Apparently there was another door—because they were now being fired at from the other direction. Bashir heard another phaser—apparently, Cynthia was holding her own, as well. It was clearly still set for wide-beam, because the firing soon stopped at that end.

But not for long, I’d wager.

“Cynthia—”

“A few more minutes—keep covering!”

Bashir sighed, continuing to fire.

He stole a glance behind him. Cynthia was taking something—a large cylinder-shape—out of the inside of the console. Finally, she set it inside the bag.

What—?

But he had no time to think. There were more coming from the doorway, all firing like mad.

Cynthia, we have to go—”

“Setting the charges!”

Oh, for goodness sake—

He continued his barrage, making every shot count—at both doorways.

He heard one of the operatives shouting. He wasn’t sure, but he thought he could pick up the name “Crolin”. The man was probably reporting to his superior—what the report was, he couldn’t make out.

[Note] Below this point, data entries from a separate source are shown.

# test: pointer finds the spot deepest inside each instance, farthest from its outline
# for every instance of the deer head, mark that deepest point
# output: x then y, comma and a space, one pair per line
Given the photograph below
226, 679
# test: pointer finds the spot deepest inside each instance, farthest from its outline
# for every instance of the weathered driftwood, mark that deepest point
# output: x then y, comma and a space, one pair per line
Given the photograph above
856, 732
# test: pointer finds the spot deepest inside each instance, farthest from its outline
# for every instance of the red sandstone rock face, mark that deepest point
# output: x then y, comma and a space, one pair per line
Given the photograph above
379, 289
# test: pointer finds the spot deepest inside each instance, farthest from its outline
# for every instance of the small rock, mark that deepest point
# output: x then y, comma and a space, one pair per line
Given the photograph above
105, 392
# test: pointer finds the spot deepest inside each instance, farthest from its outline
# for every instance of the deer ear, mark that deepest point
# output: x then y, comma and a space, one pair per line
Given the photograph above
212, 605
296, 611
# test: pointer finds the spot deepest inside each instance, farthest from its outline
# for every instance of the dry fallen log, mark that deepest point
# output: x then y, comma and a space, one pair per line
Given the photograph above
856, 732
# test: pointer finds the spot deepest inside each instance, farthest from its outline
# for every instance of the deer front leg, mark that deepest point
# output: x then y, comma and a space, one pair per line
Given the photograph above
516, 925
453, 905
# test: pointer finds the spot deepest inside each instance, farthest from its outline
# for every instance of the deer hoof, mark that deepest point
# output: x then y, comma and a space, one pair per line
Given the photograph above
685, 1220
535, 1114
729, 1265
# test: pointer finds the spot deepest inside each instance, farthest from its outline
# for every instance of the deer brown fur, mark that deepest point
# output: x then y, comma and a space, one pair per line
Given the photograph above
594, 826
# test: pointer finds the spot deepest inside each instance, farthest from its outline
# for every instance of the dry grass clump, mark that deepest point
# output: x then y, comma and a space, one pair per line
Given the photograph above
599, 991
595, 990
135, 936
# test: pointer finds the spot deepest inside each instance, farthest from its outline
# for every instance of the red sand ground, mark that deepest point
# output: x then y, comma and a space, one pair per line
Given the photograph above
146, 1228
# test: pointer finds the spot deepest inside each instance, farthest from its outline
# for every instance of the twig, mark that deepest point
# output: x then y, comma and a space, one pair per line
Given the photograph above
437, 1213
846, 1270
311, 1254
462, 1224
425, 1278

At last, he heard her call out, “We’re done!”

Finally! “All right—go!”

She rushed past him, firing at random. The lift opened.

Bashir ran as fast as his legs could carry him. The doors closed behind them, and Cynthia hit the control for the main floor.

“How long?” Bashir asked, catching his breath as he reset his phaser for wide-beam.

“Five minutes.”

“Can they remove them?”

“If they try, their hands will regret it.”

“Good. Now—”

“No time. We’ll talk when we’re out.”

He nodded. “Fair enough….”

The doors opened—and they fired blindly, rushing out to take advantage of what confusion they could cause. Bashir fired at the main entranceway. The explosion cleared the way out to the moonlit streets of Risa.

They had just cleared the building when the ground rocked underneath their feat. Bashir heard the sounds of creaking walls and crumbling ceiling behind him, as they both fell forward.

Bashir turned behind him to see the floor of the Palais crumble—doubtless taking most of Crolin’s men.

Finally…there was silence. All was still.

He reached over, clasping Cynthia’s shoulder, “Are you all right?”

She let out a cough, as she sat up, nodding. “I’m all right, Julian.”

“Good. Now, we’d better get back to the Resort right away. Some of them might still be alive. I heard one of them call Crolin before we ran out. Can you still run—?”

“Yes, I’m fine, Julian. Let’s go.”

They ran off, as utter bewilderment took root in the mind of Julian Bashir.